Thanks for reading Lisa. I’ll be announcing the publishing date of my book very soon! Its a very exciting project for me – one I thought I would never undertake but has opened a whole new world of creativity for me.
WOW great story; nerve wracking and compelling. I really enjoyed it but oh my, it being true makes it really scary. I’m glad you gals and Jaz made it out alive. That was too close for comfort.
Nice job Claudia
Thanks for reading and commenting. Yes, it was quite the ordeal. We both learned some things about ourselves and each other on that trip. For me it was a reminder that when I’m out with others I need to pay closer attention to their physical and mental levels and not assume they will be able to endure what I can. I’ve spent almost all my life going solo into the wild and I know I can survive a great deal. Betsy realized that her will to live was much stronger than she imagined and became a stronger woman internally because of the experience. And Jaz was a truly amazing dog that night. Poor girl was hardly moving around after such a taxing outing. (Hell, none of us were moving around much the next day!)

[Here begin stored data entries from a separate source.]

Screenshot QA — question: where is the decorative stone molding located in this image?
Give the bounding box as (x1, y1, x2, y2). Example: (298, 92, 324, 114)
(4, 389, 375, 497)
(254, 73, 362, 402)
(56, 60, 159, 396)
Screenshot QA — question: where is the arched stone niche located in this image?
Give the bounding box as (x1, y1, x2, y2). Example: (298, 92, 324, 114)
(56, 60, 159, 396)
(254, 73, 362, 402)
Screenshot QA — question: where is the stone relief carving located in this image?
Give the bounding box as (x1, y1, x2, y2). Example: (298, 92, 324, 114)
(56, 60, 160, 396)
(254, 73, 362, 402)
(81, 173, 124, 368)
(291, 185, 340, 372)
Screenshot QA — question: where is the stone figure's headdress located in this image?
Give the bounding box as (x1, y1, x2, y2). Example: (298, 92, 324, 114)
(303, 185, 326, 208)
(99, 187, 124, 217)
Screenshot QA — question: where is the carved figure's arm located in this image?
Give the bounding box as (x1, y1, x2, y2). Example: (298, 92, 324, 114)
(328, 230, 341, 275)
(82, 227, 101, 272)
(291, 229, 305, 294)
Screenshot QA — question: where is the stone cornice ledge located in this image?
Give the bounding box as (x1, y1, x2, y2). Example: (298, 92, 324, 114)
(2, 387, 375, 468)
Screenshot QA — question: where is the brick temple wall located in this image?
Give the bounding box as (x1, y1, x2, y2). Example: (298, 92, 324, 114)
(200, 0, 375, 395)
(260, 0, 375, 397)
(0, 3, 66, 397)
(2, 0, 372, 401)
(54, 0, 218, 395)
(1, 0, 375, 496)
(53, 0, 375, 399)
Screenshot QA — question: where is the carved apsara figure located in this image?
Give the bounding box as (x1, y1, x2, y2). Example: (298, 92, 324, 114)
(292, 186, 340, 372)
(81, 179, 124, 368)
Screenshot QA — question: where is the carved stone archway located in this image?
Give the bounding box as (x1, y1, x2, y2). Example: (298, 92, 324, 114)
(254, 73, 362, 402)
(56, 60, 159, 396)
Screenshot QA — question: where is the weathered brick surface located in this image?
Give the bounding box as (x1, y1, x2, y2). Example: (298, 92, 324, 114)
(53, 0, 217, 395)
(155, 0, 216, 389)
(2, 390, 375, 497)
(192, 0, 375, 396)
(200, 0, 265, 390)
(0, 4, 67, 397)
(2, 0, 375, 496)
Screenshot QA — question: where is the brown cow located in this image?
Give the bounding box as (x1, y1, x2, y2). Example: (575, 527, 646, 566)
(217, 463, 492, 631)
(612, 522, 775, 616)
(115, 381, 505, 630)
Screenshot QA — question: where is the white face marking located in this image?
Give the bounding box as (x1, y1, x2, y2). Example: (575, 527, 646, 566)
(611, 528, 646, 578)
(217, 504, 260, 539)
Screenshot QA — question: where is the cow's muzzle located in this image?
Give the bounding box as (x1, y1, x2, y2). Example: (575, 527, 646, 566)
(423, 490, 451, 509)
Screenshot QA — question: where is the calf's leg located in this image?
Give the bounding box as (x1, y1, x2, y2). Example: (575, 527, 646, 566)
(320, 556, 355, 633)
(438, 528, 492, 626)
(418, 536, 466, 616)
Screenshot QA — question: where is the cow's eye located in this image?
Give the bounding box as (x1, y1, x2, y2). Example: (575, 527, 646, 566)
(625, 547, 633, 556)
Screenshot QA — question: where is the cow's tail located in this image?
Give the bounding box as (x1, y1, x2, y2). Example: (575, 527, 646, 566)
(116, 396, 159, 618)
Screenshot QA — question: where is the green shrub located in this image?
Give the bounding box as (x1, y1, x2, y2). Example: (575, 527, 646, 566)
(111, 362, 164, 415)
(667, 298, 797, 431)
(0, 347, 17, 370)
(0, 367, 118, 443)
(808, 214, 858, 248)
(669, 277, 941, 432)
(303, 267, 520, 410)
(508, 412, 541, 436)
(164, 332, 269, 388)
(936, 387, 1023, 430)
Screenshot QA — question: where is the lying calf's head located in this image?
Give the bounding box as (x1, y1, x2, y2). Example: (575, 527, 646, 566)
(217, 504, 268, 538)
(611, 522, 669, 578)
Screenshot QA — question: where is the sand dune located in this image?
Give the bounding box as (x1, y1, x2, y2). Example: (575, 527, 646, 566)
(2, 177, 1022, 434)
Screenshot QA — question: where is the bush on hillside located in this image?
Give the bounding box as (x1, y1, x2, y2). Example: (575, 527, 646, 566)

Thanks again for your comments. I’ll be announcing the availability of my book very soon.
Congratulations on your award!
Wow – what a great story! And what a close brush… I’m sure it helped you learn how strong and determined you are. I could almost feel the cold, and taste the fear. Well told, and even better, survived!
As I mentioned to another person, we both learned a lot about ourselves and each other that night. Life can really test our inner and outer strength when you least expect it!
Good story, and kept me captivated even though I knew what happened from verbal account. I could easily visualize you two in your struggle. Life makes for good stories, but I hope you don’t have anymore personal experiences like that again! Congrats on well-deserved writing award on this.
Well you just never when the next casual outing will turn into something epic. Part of why I love getting out in nature so much. Also, there is always a great deal to learn about ourselves, others and the natural world.
Claudia, I am not certain if I am more amazed by the ease and fluidity of how you told the story OR by the fact that you had such an amazing story to tell! I’m glad you never told me about this adventure before (though I kind of already knew you survived 🙂 ) Instead I felt like I was experiencing it with you – skiing and sliding through the story with you, Betsy and Jaz!
I look forward to living vicariously through your printed words – keep sharing!
Yes, it was quite the adventure although not intended to be such. My next project is turning this story into a novella. Stay tuned!
Oh my how scary. To have put it on paper so that the read can feel like they were there.
Yes, it was scary but we both learned a lot about each other and ourselves. These are the kinds of lessons that I think can be taught best while in nature.